It seems that it is OK that principal $O(n)$-bundle be constructed from non-orthogonal frames. For example, $(E,p,M)$ is a vector bundle and $P$ is the frame bundle. Then smoothly at each point $x$ of $M$ choose a frame in the fiber $P_x$. Then at each point $x$ let each element of $O(n)$ act on the chosen frame $f$ at $x$ to get a set $Q_x$, glue $Q_x$ together seems to get exactly the same as the principal $O(n)$-bundle constructed from orthogonal frames, or say, they are trivially identical.
Is that right? Does the gluing process need some property special to orthogonal frame?

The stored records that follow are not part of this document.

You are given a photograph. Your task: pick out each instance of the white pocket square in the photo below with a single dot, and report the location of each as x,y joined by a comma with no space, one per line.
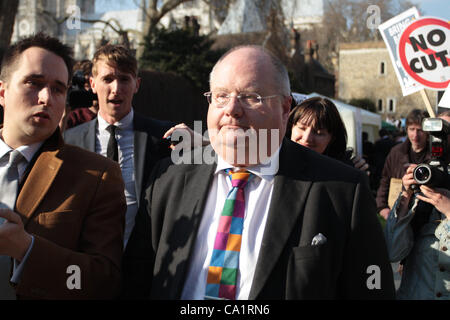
318,239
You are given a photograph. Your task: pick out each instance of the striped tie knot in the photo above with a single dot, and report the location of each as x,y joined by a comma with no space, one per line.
239,178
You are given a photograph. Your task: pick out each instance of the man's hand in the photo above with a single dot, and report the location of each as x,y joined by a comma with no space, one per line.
438,197
408,179
14,240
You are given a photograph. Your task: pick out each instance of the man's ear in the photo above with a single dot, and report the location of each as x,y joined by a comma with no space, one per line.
92,82
286,106
3,85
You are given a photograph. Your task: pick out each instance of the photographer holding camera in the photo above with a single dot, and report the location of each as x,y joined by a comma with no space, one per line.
418,226
83,102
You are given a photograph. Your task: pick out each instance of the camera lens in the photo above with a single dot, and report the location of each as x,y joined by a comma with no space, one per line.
422,174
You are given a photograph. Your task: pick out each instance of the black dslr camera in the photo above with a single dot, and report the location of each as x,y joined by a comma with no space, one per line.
78,96
435,173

Here is a short answer to what I think is your main question. The reason you usually think of principal $O(n)$-bundles as having fibers consisting of the space orthonormal frames is that $O(n)$-acts simply transitively on these. Any other space on which $O(n)$-acts simply transitively has a similar interpretation as the fibers of the bundle.
As for your argument, you will not be able to "smoothly" choose a frame in the fiber $P_x$ unless your bundle was trivial to begin with. This is easy to see since such a choice would constitute a section of the (principal) frame bundle.
You can however do your construction locally in any bundle. If you take some frame $f$ and act on it with all of $O(n)$ the set you will get is just orthonormal bases with respect to some other inner product. More, precisely, one in which $f$ is orthonormal. So in some sense your idea is accomplishing is not replacing orthonormal frames with something else, it is just changing the inner product you are using to define what it means to be orthonormal.